Various employees of the Quincy School District and members of the George community rallied late Thanksgiving night to support over 250 members of the University of Washington marching band who were driving to Pullman for the annual Apple Cup football game when a bus carrying 56 students rolled off of the icy highway.
Quincy High School interim principal Marcus Pimpleton, an assistant with the UW Husky Marching Band, was on one of the six buses that made up the marching band’s caravan, and he jumped into action to find a place that students could bunk down and regroup. Pimpleton and Quincy School District Superintendent John Boyd decided on George Elementary School even before first responders arrived on the scene, Boyd said.
Carol Leibelt, head custodian at the elementary school, drove out to open the facility’s doors and warm up the school before the band members arrived, staying well into the morning to help manage the building amid the influx of shaken students needing food and a warm place to gather themselves.
A local radio station helped amplify the call for support, but most volunteers organized by word of mouth. With little to no formal announcement to the 500 residents of the tiny town, local residents poured out of their homes to bring food, blankets and emotional support to the students sheltered at George Elementary School.
The rural area has few options for food late at night on a holiday, so many cleared their own pantries and fridges in order to provide warm Thanksgiving food to the UW students. Sam Krautscheid arrived at the school in full Washington State University gear with pies in tow, not expecting hundreds of students to be stationed at the elementary school.
“I realized I didn’t bring enough,” Krautscheid said with a laugh. “So we cleared out our fridge.”
Lisa Karstetter and her family had also gathered up food and blankets from her home to bring to the elementary school, but realized, much like Krautscheid had, that there were more students than supplies.

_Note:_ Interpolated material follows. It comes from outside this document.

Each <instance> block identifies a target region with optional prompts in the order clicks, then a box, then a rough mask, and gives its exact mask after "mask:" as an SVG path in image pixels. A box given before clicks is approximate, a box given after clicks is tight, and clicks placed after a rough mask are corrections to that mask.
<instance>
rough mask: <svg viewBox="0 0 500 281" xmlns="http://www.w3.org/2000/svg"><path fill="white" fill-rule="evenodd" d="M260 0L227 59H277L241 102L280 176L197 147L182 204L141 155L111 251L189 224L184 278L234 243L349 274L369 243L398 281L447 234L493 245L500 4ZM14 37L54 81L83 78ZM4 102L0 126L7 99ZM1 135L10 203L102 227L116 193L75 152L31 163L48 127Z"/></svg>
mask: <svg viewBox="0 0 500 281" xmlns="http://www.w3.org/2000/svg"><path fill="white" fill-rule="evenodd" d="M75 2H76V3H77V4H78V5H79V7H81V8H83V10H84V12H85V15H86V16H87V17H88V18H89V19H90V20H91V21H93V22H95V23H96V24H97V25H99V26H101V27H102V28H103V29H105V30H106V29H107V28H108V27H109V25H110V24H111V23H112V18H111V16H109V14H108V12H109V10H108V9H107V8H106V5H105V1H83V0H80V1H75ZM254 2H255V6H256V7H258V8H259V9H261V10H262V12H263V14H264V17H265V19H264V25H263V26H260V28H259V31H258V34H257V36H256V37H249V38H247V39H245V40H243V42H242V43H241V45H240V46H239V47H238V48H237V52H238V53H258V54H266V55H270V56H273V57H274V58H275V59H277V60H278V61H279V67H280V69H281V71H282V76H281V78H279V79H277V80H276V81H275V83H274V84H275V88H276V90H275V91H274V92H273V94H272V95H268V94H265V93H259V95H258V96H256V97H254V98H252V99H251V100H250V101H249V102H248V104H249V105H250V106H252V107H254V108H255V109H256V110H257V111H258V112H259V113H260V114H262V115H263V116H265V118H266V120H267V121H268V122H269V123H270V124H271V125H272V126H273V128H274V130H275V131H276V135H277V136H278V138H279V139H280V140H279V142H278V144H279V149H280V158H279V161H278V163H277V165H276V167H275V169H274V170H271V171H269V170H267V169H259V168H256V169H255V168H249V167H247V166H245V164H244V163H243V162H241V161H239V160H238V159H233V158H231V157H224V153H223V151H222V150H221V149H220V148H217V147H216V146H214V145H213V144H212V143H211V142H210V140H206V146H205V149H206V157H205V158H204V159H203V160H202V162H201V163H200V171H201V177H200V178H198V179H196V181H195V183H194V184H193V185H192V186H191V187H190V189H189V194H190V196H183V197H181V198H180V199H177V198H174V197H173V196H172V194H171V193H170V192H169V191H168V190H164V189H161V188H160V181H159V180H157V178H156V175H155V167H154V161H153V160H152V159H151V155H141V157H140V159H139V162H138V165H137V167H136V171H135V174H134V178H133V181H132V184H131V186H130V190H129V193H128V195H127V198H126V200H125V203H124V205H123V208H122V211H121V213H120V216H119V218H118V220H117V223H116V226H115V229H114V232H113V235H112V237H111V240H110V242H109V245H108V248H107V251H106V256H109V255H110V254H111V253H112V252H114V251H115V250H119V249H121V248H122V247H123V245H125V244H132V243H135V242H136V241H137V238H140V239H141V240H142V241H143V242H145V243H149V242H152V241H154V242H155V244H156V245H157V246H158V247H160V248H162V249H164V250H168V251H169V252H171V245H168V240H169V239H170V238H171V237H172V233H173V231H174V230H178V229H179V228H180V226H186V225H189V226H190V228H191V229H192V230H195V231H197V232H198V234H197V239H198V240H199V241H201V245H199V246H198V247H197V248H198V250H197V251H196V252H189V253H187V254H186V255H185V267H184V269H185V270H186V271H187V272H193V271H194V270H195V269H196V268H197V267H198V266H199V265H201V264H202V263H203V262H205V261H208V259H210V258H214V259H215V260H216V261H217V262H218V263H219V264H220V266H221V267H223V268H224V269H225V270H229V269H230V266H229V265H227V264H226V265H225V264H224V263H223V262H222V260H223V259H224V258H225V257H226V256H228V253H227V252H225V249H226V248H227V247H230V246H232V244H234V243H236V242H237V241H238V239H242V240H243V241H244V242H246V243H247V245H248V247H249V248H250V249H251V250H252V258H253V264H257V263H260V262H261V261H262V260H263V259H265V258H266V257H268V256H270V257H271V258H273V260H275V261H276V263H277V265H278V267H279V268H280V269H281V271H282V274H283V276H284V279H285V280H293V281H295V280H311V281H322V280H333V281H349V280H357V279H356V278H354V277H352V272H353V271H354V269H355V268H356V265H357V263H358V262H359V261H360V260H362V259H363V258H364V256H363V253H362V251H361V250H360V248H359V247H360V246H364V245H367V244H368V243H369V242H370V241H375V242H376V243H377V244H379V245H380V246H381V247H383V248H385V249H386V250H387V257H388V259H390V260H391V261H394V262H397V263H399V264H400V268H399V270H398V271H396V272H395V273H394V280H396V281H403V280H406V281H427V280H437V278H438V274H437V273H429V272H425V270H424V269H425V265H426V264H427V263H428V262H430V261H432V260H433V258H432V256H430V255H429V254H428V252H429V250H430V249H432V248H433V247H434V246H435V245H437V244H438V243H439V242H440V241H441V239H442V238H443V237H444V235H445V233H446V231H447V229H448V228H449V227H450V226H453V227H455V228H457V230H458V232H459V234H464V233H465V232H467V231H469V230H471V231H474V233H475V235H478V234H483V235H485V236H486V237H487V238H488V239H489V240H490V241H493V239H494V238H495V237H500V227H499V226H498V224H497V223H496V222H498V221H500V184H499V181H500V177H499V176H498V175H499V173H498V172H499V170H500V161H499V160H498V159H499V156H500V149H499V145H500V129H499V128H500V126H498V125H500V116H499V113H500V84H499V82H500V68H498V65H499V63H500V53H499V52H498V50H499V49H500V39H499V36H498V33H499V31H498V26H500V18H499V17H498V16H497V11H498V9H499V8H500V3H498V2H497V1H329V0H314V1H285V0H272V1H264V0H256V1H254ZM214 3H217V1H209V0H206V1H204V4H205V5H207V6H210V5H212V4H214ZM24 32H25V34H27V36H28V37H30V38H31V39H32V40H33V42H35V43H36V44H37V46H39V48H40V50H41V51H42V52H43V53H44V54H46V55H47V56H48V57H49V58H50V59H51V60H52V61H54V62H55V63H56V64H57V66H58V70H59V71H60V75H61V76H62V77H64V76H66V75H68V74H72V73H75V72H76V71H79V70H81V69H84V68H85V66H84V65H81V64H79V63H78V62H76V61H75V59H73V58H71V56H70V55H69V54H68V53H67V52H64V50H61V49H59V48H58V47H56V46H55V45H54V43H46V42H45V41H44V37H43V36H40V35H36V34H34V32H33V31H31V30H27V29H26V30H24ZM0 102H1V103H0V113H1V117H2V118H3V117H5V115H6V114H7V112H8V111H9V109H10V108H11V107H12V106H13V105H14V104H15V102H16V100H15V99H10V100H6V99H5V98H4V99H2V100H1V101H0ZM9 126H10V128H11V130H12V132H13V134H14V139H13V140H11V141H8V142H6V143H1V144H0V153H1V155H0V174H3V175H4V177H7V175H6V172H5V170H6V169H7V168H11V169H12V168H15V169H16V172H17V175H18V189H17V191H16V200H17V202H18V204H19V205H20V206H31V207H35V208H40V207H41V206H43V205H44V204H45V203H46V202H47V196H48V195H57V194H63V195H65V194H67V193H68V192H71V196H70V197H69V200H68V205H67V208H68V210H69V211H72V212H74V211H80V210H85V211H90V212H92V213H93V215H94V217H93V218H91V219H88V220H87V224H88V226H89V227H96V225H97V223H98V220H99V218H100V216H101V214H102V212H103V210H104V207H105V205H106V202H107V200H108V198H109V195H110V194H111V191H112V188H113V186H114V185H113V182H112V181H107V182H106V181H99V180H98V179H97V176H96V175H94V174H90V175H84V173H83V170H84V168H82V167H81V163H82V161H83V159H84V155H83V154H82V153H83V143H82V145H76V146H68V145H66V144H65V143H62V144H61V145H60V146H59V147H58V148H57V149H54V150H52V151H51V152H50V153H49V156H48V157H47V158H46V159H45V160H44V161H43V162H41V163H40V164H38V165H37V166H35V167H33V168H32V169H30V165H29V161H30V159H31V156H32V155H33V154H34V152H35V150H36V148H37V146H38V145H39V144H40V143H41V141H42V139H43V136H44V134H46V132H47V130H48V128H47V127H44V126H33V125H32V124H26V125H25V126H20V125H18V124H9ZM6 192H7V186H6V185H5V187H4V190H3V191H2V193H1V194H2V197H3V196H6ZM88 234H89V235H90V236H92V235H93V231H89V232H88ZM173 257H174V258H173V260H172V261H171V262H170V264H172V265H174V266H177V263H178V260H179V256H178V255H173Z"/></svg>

With no open grocery stores in the area, Karstetter and her mother, Shirley McCullough, beelined to the only open restaurant in the area, a Subway a few blocks down. Because there was only one employee on duty for an otherwise sleepy night, McCullough put on gloves and helped put together sandwiches and salads while Karstetter cleared entire shelves of chips and cookies and shuttled the food to the school.
Other community members arrived with full turkeys in tow. Karstetter said that the only thing students didn’t have in large quantity was bread, so volunteers were putting food in tortillas and whatever else they could find.
“George is an incredibly tiny town, and yet we fed them all,” Karstetter said. “It needed to happen, and people around the area made it happen.”
After the students had been fed, Karstetter drove to Columbia Basin Hospital in Ephrata to pick up four more students who had been recently discharged. The four had suffered various injuries from broken glass and the impact of the rolling bus, and after Karstetter realized the students’ belongings were still stuck on the bus, she helped buy clean clothes and ice packs for the students.
David Day, assistant facilities director for the district, and his wife, Georgia, kitchen manager at Quincy High School, drove a truck the district uses to transport food supplies to the scene of the accident, waiting until 2 a.m. for police to conclude their investigation so they could retrieve the various instruments and belongings left behind in the bus, said Boyd.
Pimpleton, a Seattle transplant who moved to the Quincy area in order to become interim principal at the local high school, said he was proud of the show of support from his adopted community.
“This is a great community full of people with very big hearts. Mostly Cougar fans,” Pimpleton said with a laugh, “but everyone came out to help support our kids.”